Saturday, September 10, 2005




History lesson: In the late 9th century John of Rila (Ivan Rilski) took to the wilds of Bulgaria in search of solitude and enlightenment. According to the literature, John of Rila was a champion of the purity of the Christian Faith and of high moral standards. The hermit of Rila advocated equality between people, and the renunciation of wealth that has been acquired in unfair ways. His reform-minded ideas came to appeal to many and the cave in which he lived became a holy place for people from all over Bulgaria.




Shortly after his death in 946 he was canonized and because the bones of saints were important symbols that added legitimacy to the current ruler, Tsar Petar had St. John’s remains brought to Sofia. The bones were moved several times-- and the right hand took a tour of Russia to raise funds for the restoration of Bulgarian monasteries—but returned to Rila for good in 1469. The left had is on display in the current monastery church for a short period every day for “real” pilgrims. Gazing upon the hand (crossing one-self and kissing the glass) is said to bring a state of spiritual grace. [We were fortunate to be in the monastery church during the time the hand was displayed. People were clearly moved by this experience.]

A monastery was first built 4km west of St.

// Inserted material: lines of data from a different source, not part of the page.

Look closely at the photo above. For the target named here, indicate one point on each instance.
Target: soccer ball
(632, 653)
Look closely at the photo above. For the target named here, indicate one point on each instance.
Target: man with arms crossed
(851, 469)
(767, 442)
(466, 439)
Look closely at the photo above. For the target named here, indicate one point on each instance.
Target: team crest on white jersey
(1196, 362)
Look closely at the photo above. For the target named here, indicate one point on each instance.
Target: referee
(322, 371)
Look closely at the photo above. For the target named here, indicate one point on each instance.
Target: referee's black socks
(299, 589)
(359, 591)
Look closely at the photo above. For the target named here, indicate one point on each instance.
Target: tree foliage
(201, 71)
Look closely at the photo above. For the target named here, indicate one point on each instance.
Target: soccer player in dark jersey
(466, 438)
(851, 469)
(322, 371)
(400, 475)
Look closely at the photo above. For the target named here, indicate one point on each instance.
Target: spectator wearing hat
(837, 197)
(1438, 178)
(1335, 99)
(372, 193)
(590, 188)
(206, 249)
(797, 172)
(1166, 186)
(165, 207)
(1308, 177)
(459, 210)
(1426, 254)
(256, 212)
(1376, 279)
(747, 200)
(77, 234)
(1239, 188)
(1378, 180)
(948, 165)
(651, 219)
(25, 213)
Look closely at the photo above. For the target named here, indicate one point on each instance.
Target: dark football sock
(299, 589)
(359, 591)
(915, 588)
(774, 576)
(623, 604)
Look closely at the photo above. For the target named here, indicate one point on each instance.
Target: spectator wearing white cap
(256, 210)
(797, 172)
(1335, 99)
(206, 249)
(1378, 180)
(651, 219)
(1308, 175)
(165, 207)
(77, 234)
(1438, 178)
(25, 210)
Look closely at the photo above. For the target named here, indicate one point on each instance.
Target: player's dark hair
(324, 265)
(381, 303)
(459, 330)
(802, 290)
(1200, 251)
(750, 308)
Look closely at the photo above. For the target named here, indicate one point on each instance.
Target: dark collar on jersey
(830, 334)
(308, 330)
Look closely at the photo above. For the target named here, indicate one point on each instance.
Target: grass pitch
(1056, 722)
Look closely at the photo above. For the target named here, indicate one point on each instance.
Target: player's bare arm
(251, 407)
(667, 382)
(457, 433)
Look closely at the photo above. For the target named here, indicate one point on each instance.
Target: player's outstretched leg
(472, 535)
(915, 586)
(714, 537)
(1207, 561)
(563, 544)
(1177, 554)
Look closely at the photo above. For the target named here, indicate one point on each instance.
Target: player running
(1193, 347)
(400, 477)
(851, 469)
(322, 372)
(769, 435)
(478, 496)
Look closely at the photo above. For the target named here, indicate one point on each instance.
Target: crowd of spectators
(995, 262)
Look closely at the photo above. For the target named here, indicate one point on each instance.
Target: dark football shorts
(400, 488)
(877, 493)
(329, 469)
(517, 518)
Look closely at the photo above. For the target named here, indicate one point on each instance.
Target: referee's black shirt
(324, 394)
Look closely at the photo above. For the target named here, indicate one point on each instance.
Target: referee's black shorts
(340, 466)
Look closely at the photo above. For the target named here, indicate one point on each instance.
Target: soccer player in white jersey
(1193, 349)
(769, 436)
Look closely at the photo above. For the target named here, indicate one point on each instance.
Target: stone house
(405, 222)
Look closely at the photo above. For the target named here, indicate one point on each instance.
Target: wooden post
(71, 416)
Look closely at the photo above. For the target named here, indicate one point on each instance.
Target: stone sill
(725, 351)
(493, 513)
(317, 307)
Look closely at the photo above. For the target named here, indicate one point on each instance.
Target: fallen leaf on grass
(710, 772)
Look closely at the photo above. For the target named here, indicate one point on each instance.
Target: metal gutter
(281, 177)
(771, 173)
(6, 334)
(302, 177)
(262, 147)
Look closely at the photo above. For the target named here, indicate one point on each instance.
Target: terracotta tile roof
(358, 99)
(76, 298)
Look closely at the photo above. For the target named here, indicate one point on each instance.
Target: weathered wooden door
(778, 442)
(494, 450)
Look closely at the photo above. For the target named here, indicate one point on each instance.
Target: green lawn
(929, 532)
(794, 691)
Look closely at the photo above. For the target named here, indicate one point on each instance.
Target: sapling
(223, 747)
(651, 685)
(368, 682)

John’s original hermitage in 1335. Several renovations have occurred as the monastery was plundered several times and experienced a fire in 1833.

As you can see from the pictures here, some bits are quite old (14-15th century) while other parts were built in the mid 20th century.




The outside walls of the monastery church are covered with the most beautiful frescos. They show the fall of Constantinople and visions of hell. The bat-winged demons that loom large in Bulgarian imagination are frequently displayed in somewhat gross detail. The pictures are displays of sin. If you can enlarge the one picture you can see some rich men eating while a poor beggar below the table has his leg being gnawed on by a dog. (I can enlarge a picture just by clicking on it.) Why the woman is being attacked by the demon is not clear.

The ceilings are also beautifully painted and include images of the “good guys.”(see two below)



There is a really nice museum connected to the monastery. No pictures were allowed. The highlight included a 14-inch high wooden cross made by the monk Rafail during the 1790s. It is composed of 140 tablets telling stories from the bible. There are more than 1500 figures carved in the tablets. It took Rafail 12 years to carve this (using a needle) and he went blind doing so.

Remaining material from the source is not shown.